Axelrod worked as a political adviser to President Bill Clinton and later as a campaign adviser to Barack Obama during his 2008 presidential campaign. When Obama won the White House, Axelrod became the president’s senior adviser until 2011, when he left to work on the president’s 2012 re-election campaign.
In the U.K., Axelrod is farming out his expertise — and parroting a similar income inequality platform as the one used by Obama — for the liberal Labor Party candidate, Ed Miliband.
Messina, Obama’s 2012 campaign manager, is fielding criticism for his decision to accept a position with Prime Minister David Cameron, leader of the country’s Conservative Party with an agenda some say is in stark contrast to Obama’s. Similar to conservatives in the United States, Cameron takes the position that his country needs to rebound after years of Labor Party rule and that "tough immigration laws are protecting British values and jobs," the Times reports.

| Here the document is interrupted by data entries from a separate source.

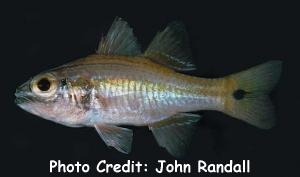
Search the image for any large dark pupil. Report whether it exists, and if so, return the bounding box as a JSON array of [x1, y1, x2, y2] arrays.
[[37, 78, 51, 91]]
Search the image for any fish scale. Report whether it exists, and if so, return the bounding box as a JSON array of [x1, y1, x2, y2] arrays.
[[15, 18, 281, 157]]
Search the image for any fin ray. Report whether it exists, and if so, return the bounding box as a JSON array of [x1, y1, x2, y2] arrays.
[[96, 17, 141, 56], [144, 22, 195, 71], [149, 113, 201, 158], [95, 125, 133, 154], [224, 61, 282, 129]]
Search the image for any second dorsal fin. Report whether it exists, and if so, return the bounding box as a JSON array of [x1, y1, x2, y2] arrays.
[[144, 22, 195, 71], [97, 17, 141, 56]]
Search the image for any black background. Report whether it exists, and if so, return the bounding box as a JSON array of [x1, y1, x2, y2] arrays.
[[1, 1, 300, 177]]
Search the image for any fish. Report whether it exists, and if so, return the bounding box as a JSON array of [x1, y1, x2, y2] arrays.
[[15, 17, 282, 158]]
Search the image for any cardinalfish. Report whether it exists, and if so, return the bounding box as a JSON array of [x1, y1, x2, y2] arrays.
[[15, 18, 281, 157]]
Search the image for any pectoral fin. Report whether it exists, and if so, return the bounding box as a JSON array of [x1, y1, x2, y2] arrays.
[[149, 113, 201, 157], [95, 124, 133, 154]]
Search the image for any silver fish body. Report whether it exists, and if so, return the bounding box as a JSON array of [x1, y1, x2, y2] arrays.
[[15, 18, 281, 157]]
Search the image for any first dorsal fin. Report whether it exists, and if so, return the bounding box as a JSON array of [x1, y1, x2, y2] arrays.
[[96, 17, 141, 56], [144, 22, 195, 71]]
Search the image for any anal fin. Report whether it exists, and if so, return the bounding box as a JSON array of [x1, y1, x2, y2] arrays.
[[95, 124, 133, 154], [149, 113, 201, 158]]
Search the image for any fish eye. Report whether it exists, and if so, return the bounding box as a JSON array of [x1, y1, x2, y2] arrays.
[[37, 78, 51, 92], [31, 73, 58, 97]]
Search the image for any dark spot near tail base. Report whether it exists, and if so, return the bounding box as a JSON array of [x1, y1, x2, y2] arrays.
[[233, 89, 247, 100]]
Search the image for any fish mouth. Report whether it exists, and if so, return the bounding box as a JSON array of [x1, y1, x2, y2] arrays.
[[15, 96, 30, 105], [15, 89, 32, 105]]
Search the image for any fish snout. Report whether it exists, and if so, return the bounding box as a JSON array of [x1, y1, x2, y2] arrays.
[[15, 82, 30, 105]]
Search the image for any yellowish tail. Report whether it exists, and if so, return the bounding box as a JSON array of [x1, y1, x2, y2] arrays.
[[223, 61, 282, 129]]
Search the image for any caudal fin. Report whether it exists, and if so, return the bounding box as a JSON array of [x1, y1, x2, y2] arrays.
[[224, 61, 282, 129]]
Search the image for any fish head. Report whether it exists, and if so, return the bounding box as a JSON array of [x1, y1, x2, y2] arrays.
[[15, 71, 85, 127]]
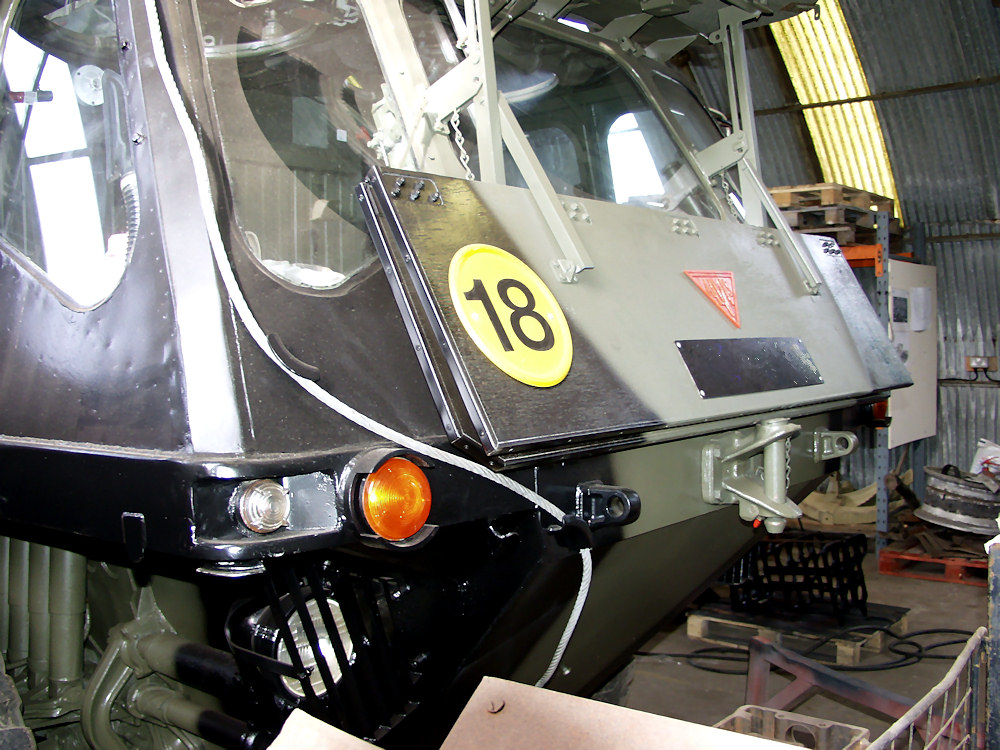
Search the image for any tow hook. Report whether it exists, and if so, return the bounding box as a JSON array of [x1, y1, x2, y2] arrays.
[[550, 482, 642, 550]]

While it’s not uncommon for American political wonks and strategists to go into private consulting and take work in other countries, what is unusual in this case is that two former colleagues of a sitting president will be working against one another in an election that will determine the leader of America’s closest ally, according to the Times.
While Messina insists there is no bad blood between he and Axelrod, Axelrod refused to comment on their relationship to the newspaper.

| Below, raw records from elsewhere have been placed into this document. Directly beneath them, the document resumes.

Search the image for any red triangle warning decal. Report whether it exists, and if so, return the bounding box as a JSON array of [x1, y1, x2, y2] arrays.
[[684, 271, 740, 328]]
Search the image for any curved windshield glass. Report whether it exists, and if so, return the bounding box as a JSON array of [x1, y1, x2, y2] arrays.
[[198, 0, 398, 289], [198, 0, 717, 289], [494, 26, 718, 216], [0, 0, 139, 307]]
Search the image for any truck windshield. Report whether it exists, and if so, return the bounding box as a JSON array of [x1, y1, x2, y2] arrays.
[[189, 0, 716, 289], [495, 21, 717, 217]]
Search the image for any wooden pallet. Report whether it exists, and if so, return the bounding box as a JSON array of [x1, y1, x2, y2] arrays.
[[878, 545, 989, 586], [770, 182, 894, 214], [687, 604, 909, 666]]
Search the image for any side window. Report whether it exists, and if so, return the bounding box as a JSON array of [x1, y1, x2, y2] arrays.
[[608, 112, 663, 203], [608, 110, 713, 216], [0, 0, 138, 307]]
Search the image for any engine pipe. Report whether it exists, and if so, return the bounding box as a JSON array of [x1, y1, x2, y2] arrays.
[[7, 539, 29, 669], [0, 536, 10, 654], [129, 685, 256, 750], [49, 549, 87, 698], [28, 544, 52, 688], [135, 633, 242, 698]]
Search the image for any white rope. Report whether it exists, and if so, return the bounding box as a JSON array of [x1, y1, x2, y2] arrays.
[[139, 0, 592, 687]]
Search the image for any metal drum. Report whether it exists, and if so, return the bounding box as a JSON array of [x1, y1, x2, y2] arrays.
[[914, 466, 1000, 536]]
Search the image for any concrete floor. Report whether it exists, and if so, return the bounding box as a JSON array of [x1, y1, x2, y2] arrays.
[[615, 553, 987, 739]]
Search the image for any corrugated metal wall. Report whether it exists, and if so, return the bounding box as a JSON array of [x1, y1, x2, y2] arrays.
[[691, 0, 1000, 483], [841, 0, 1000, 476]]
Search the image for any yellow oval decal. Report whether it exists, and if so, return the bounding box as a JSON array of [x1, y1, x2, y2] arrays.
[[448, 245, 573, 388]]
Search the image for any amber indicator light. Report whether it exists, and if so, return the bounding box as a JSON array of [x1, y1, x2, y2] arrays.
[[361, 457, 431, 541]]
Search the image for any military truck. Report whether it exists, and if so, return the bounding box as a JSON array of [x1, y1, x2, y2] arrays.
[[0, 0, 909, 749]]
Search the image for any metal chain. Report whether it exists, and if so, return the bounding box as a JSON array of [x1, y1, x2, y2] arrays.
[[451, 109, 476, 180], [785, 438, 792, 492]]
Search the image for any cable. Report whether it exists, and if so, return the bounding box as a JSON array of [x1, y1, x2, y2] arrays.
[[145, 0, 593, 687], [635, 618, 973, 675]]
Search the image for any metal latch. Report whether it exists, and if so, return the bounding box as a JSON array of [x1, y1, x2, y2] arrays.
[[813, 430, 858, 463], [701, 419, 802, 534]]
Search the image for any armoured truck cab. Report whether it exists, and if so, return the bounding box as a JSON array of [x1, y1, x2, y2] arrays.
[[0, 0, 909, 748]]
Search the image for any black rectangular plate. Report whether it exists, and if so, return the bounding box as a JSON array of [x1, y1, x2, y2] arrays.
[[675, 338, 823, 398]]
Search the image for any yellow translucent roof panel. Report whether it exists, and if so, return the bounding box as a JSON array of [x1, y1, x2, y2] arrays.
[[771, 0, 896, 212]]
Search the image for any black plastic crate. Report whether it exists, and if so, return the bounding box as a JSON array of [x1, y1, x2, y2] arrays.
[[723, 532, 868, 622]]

Adding vexation to American Democrats is that Messina heads the super PAC Priorities USA, which supported Obama and is now "pro-Hillary Rodham Clinton."
His decision to go to work for the Tories in England has caused internal strife for some Democrats, including White House Chief of Staff Denis McDonough and American pollster Stanley Greenberg, who told the Times that working for the Tories "ought to be disqualifying" for Messina to then work on a Hillary Clinton presidential campaign.
"This is 'make as much money as you can,' not the ideological side of the Obama project," he said.